Archive for August 16, 2009
In an earlier post, I reviewed PR efforts on both sides of the Obama Administration’s healthcare reform plan. Since then, the public relations war has escalated. Town halls held by pro-administration politicians have taken on the appearance of a WWE tour with heckling, shouting and scuffles…and plenty of media attention on the confrontations.
Other developments of note:
Sarah Palin has refused to go quietly from public life as she took ownership of the soundbite “Death Panels,” used as a synonym for a House provision to have Medicare cover end-of-life counseling. And per the social media era, she has used Facebook as her communications platform on the subject.
Wendall Potter, former corporate communications VP for major insurer Cigna, claims that the insurance industry is engaging in aggressive public relations tactics including use of buzzwords to “get people upset.” Now a member of the watchdog “Center for Media and Democracy,” Potter is knowledgeable and passionate about healthcare reform, but his “revelations” about the insurance industry’s PR maneuvers are far from explosive.
AARP is spending millions on ads promoting healthcare reform. But the lobbying group is facing unaccustomed opposition from its own constituents, manifested in protests and membership cancellations.
President Obama is pledging a new PR push of his own, including attending the type of town hall meetings where protesters have assailed Democratic representatives and senators. And to prove that Sarah Palin does not have the corner on Web savvy, the White House is updating its “Reality Check” site to counter claims against its initiatives.

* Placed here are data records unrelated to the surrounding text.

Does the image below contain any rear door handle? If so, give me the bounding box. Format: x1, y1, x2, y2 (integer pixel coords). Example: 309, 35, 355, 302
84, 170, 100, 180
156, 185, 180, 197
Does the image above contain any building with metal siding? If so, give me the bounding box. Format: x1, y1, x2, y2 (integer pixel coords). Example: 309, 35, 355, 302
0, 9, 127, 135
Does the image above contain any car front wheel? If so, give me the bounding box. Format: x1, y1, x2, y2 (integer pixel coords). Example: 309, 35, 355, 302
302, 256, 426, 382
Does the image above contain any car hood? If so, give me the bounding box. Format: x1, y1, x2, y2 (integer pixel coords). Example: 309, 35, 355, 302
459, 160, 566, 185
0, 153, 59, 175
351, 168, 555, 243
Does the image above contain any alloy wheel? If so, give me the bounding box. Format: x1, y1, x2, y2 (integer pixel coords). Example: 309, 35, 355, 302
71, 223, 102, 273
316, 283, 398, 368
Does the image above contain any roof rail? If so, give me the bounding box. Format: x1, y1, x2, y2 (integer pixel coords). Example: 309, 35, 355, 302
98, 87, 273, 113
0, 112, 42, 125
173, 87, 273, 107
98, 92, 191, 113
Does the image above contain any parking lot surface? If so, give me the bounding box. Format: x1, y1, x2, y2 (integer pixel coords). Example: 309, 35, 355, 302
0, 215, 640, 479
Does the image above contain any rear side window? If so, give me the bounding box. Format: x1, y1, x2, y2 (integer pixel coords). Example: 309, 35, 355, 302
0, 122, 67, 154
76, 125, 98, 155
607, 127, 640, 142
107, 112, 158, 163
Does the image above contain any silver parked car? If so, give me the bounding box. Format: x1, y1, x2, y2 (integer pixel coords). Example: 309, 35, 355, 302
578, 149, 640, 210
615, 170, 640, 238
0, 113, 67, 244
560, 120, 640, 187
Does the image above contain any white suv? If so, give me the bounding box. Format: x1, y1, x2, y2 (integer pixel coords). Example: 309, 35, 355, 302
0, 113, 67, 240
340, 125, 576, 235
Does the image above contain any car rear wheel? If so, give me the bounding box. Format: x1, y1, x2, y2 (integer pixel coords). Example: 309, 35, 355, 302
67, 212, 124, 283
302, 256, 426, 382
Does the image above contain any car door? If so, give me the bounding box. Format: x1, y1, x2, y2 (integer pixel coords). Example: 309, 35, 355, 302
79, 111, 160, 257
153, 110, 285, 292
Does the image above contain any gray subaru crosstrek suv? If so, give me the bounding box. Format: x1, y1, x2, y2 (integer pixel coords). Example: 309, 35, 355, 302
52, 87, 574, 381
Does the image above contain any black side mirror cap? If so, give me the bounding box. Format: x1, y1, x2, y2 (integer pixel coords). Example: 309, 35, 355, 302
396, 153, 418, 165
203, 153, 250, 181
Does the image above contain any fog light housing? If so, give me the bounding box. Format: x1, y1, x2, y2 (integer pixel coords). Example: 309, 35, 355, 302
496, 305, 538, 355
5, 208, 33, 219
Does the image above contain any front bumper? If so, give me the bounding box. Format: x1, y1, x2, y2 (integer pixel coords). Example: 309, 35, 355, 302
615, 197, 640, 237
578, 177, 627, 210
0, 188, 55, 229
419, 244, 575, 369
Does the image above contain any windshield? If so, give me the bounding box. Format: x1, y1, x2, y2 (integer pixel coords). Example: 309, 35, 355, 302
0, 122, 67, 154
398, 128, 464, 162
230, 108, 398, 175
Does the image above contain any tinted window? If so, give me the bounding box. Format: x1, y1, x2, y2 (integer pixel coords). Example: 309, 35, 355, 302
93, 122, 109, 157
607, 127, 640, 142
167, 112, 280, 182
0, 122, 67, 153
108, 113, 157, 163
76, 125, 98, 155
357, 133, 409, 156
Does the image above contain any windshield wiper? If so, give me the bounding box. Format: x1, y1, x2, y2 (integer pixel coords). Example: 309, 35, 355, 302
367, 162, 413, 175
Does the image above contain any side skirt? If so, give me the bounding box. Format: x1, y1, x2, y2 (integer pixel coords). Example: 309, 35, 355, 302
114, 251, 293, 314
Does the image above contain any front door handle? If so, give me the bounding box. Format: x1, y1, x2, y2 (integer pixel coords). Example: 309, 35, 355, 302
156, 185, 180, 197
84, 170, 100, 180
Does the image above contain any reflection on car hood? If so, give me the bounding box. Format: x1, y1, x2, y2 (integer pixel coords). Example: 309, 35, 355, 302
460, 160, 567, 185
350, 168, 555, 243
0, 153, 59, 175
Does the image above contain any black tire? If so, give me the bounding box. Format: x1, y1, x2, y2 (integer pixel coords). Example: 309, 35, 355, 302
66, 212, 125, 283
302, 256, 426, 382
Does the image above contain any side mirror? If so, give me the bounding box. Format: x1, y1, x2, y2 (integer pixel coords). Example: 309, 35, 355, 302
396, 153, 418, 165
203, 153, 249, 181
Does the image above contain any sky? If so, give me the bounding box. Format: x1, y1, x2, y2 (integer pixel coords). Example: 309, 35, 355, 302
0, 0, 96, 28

Still, the tide is turning against the Administration. President Obama’s poll numbers are slipping, and a plurality is opposed to his healthcare reform measures. The Senate is dropping the end-of-life counseling provision, deeming it “confusing.” The White House is backing away from a government-run health insurance option, saying now it is “not the essential element” of healthcare reform.
The last point underscores the Administration’s problem–just what is healthcare reform? If a government-run option–for better or worse–is taken off the table, how do President Obama and his allies define their program? The opposition has far less trouble creating word pictures–death panels, socialized medicine, Big Brother, boondoggle. Granted these terms are clichéd and simplistic, but they convey concepts quickly. The Administration has the more difficult role in the court of public opinion, that of the prosecutor who must make a case beyond reasonable doubt. It may not be fair that the White House is at such a disadvantage, but that’s its true Reality Check.